- Directed by: J.S. Cardone
- Written by: J.S. Cardone
- Produced by: Scott Einbinder Carol Kottenbrook
- Starring: Tom Berenger Lori Heuring Pamela Gidley
- Cinematography: Darko Suvak
- Edited by: Matthew Ramsey
- Music by: Tim Jones
- Production company: Sandstorm Films
- Release date: 29 November 2001;
- Running time: 101 minutes
- Country: United States
- Language: English
- Budget: $1.5 million

= True Blue (2001 film) =

2001 film directed by J. S. Cardone

True Blue is a 2001 American crime thriller film written and directed by J.S. Cardone and starring Tom Berenger, Lori Heuring, and Pamela Gidley.

==Plot summary==
New York Police Officer Rembrandt "Remy" Macy (Berenger) investigates a murder which began by the discovery of a disembodied hand. After the victim is identified, the victim's ex-roommate, Nikki (Heuring) becomes scared that she may be in danger and stays at Macy's place until they can get to the bottom of the situation. After accidentally seeing her near-naked, he finds himself starting to become attracted to her and she is able to seduce him. As he investigates clue after clue, he finds out that a large conspiracy is in play involving some of the most powerful leaders in New York City, Chinese Triads and possibly Nikki herself.

==Principal cast==
- Tom Berenger as Rembrandt "Remy" Macy
- Lori Heuring as Nikki
- Pamela Gidley as Beck
- Barry Newman as "Monty"
- Leo Lee as Benny Lee
- Soon-Tek Oh as "Tiger"
- Joshua Peace as Oren Doba
- Alec McClure as Bouton
- Pedro Miguel Arce as "Bounce"

==Critical reception==
David Nussair of Reel Film Reviews gave the film 1/2 stars out of four:

J.S. Cardone read my mind and decided to make a movie I would absolutely hate (mission accomplished, Cardo!)... There's a lot going on in True Blue, but nearly all of it sucks. There's certainly nothing interesting about this storyline, which the various Law and Order shows have dealt with at one time or another... To add insult to injury, the conclusion is far more ludicrous than anything that's come before it, with Berenger double-crossed by virtually every character that was supposedly on his side. True Blue may hold some interest for Berenger completists, but really, you'd be far better off watching Shoot to Kill again.

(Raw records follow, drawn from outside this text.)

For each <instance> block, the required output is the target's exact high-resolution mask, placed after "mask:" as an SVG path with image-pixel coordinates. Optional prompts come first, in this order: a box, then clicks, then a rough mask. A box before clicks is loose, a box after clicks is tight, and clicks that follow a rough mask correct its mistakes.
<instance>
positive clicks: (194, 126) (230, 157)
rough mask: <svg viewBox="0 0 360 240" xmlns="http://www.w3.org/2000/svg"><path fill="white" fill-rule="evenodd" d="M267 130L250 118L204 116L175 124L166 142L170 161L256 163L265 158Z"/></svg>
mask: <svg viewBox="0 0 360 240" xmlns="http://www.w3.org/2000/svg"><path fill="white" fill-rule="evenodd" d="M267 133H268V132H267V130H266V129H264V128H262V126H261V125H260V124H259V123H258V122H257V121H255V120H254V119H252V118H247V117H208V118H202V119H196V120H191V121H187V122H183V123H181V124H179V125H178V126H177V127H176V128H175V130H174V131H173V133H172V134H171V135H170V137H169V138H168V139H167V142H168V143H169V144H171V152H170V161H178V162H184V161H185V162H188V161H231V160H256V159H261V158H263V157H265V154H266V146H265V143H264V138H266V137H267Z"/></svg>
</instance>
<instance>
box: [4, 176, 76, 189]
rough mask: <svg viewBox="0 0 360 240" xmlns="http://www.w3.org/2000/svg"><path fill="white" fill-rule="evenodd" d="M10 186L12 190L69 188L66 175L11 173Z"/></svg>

Mitch Lovell of The Video Vacuum:

True Blue is a by the book detective flick; no more, no less... It starts off OK enough I guess, but the ending is thoroughly ridiculous as the movie piles on twist after twist in its last reel. For a flick so light on plot to begin with, the ending is especially discombobulating as person after person appear out of the shadows to sinisterly tell Berenger how and why they’re connected to the plot.